In an article entitled, "Health care vote-switchers an endangered species," the Washington Post writes:
When it comes to this year's health care vote...it turns out it may be more harmful to have voted against it before you voted for it.
That's a lesson Democrats are learning in the eight districts where the party's incumbent congressman voted against the first version of the health care bill last November before voting in favor of the second -- and final -- version in March. (In almost every case, the member came under heavy pressure from the White House and Democratic leadership to cast a "yea" vote.)
Of those eight seats, Democrats are favored to hold just one after next Tuesday's election. Three or four of the other seven look to be lost causes, and the rest appear increasingly tough for Democrats.
Meanwhile, there were five Democrats who flipped from "yes" on the first bill to "no" on final passage. And, by comparison, they're looking pretty good.
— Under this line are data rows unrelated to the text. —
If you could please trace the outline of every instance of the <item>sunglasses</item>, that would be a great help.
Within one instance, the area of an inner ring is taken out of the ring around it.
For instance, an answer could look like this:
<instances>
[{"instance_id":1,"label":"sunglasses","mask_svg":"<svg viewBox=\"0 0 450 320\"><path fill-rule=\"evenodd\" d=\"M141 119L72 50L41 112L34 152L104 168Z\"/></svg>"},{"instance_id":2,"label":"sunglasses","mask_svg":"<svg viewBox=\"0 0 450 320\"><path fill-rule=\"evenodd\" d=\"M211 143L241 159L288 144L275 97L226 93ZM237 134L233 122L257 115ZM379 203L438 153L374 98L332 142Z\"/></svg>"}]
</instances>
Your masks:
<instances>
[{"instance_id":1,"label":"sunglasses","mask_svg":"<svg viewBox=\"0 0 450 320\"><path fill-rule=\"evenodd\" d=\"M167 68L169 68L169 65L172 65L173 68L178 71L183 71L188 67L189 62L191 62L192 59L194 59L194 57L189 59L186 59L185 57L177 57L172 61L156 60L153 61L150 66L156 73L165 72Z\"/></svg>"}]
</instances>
That's actually an understatement. RealClearPolitics (RCP) currently lists polls for four races involving Democrats who let themselves get strong-armed into switching from no to yes on Obamacare: Scott Murphy (N.Y.-20), Allen Boyd (Fla.-2), Betsy Markey (Colo.-4), and John Boccieri (Ohio-16). These four are currently projected to go 0-4 with an average losing margin of a touchdown (7 points). (RCP also writes that the polling numbers for Suzanne Kosmas (Fla.-24), another Democrat who switched from no to yes, "are truly terrible," but those numbers aren't listed.)
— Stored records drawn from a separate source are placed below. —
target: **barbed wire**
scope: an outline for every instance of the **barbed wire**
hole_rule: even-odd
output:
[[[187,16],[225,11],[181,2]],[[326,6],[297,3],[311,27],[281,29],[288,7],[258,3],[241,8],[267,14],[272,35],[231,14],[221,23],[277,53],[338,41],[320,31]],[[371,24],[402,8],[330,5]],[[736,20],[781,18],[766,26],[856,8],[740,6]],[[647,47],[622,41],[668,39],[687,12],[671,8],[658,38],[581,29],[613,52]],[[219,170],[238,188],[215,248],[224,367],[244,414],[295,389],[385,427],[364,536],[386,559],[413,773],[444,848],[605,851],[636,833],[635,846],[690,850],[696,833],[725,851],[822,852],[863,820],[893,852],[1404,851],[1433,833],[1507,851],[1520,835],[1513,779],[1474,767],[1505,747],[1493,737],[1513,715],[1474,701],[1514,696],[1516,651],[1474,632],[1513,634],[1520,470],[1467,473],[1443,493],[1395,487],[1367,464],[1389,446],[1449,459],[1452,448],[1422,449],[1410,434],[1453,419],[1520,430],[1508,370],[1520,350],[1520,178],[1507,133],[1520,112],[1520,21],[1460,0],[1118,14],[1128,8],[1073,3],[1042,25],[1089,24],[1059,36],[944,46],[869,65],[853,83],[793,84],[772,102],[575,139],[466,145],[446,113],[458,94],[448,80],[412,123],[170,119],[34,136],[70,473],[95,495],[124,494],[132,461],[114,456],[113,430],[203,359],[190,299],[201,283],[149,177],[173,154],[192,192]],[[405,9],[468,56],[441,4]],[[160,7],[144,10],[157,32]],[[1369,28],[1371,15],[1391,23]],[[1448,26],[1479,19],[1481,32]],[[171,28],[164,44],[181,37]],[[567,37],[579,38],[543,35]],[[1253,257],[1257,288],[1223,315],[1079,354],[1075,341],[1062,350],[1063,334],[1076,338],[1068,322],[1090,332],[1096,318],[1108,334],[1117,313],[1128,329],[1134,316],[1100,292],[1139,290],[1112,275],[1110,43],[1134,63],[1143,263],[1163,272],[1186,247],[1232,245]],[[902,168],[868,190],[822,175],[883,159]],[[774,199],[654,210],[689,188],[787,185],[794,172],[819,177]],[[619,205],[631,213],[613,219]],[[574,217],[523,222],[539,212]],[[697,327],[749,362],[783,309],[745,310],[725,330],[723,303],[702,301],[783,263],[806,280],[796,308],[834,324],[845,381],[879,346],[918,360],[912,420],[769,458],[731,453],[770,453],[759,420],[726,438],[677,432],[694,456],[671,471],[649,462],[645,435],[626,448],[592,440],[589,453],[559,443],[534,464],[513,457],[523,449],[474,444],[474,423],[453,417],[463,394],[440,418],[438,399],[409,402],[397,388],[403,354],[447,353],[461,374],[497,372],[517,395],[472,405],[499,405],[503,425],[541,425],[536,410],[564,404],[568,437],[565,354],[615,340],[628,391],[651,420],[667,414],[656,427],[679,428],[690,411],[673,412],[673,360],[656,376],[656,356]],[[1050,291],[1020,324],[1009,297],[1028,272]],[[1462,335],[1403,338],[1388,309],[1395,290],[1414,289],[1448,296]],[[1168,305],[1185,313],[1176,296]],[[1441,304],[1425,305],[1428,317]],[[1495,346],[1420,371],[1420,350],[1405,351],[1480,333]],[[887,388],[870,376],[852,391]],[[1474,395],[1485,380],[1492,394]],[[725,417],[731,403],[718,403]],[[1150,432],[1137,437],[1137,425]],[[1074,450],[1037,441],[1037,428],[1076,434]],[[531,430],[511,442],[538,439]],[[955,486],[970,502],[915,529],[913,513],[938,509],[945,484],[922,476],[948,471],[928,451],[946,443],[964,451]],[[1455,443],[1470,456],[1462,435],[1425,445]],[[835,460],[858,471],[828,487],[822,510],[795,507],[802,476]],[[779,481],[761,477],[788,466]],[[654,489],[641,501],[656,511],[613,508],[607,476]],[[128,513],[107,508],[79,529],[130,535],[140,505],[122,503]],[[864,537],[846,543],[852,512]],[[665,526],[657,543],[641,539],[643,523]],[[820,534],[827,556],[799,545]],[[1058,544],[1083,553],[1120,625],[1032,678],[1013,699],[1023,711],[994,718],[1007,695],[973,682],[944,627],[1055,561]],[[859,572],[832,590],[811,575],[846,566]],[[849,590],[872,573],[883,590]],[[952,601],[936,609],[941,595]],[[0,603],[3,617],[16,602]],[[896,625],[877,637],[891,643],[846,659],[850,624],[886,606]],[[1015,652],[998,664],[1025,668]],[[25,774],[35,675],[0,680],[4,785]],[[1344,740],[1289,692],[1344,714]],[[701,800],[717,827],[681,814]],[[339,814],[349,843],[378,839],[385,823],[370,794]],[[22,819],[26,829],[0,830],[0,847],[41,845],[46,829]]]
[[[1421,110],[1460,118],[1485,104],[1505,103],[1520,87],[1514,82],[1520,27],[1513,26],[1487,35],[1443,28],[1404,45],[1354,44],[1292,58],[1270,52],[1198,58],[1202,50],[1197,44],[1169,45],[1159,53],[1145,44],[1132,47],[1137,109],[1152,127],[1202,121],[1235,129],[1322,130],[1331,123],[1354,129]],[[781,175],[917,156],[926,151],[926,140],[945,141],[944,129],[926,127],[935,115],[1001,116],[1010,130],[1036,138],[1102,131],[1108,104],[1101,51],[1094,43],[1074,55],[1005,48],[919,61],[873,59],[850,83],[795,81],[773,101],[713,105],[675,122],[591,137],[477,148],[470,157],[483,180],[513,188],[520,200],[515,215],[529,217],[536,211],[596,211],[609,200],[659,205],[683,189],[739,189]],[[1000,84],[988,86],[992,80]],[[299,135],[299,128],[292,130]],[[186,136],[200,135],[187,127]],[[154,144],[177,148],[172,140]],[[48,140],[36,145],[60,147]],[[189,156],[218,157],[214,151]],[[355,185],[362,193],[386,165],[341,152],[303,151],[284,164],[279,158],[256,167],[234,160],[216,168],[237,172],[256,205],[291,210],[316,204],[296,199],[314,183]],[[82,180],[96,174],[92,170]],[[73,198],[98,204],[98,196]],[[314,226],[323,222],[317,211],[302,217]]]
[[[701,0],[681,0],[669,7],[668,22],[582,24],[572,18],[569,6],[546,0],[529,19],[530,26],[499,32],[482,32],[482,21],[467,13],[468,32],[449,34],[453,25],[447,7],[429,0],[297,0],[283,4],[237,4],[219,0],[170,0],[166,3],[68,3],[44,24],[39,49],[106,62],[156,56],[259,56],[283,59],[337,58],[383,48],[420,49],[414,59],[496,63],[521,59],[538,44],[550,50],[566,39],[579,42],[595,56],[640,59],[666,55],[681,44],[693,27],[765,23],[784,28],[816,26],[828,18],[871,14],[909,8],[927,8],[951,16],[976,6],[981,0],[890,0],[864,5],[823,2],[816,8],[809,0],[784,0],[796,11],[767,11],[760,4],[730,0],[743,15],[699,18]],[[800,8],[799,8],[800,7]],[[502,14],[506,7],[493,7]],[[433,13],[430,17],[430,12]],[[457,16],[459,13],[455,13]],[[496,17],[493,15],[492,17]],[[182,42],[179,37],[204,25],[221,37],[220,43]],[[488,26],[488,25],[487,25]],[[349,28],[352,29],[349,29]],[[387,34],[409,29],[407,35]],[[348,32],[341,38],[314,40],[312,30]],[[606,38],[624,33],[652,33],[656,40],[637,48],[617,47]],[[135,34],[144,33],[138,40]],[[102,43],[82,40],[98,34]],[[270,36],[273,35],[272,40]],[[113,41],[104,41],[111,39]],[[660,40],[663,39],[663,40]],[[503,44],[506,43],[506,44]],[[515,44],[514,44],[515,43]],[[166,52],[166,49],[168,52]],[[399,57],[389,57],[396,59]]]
Meanwhile, among the small group of Democrats who switched the right way, from yes to no, the only one for whom RCP currently lists polling results is Michael Arcuri (N.Y.-24), and he's winning by 9 points.
Of Markey, who's trailing by 7 points in the polling listed by RCP, the Post adds, "In the end, her switch didn't even get her financial support from the national party, which appears to be conceding this one." And as for Kosmas's race, the "national Democrats have pulled out completely." It's always good to know that when you cast a career-threatening vote to benefit your party's leadership, your party will have your back.
But while the Post implies that it's largely these Democrats' waffling that's gotten them into trouble, the Democrats who switched to yes are hardly the only ones who are struggling. Those who voted yes on Obamacare all along are also getting clobbered. By my last count, the other Obamacare-supporting Democrats who are running in districts that lean Republican (by any margin) or lean Democratic by no more than 5 points (based on the past three presidential elections), are winning in only 8 of their 30 races (27 percent). Meanwhile, Democrats in these same districts who voted against Obamacare are winning in 10 of their 15 races (67 percent).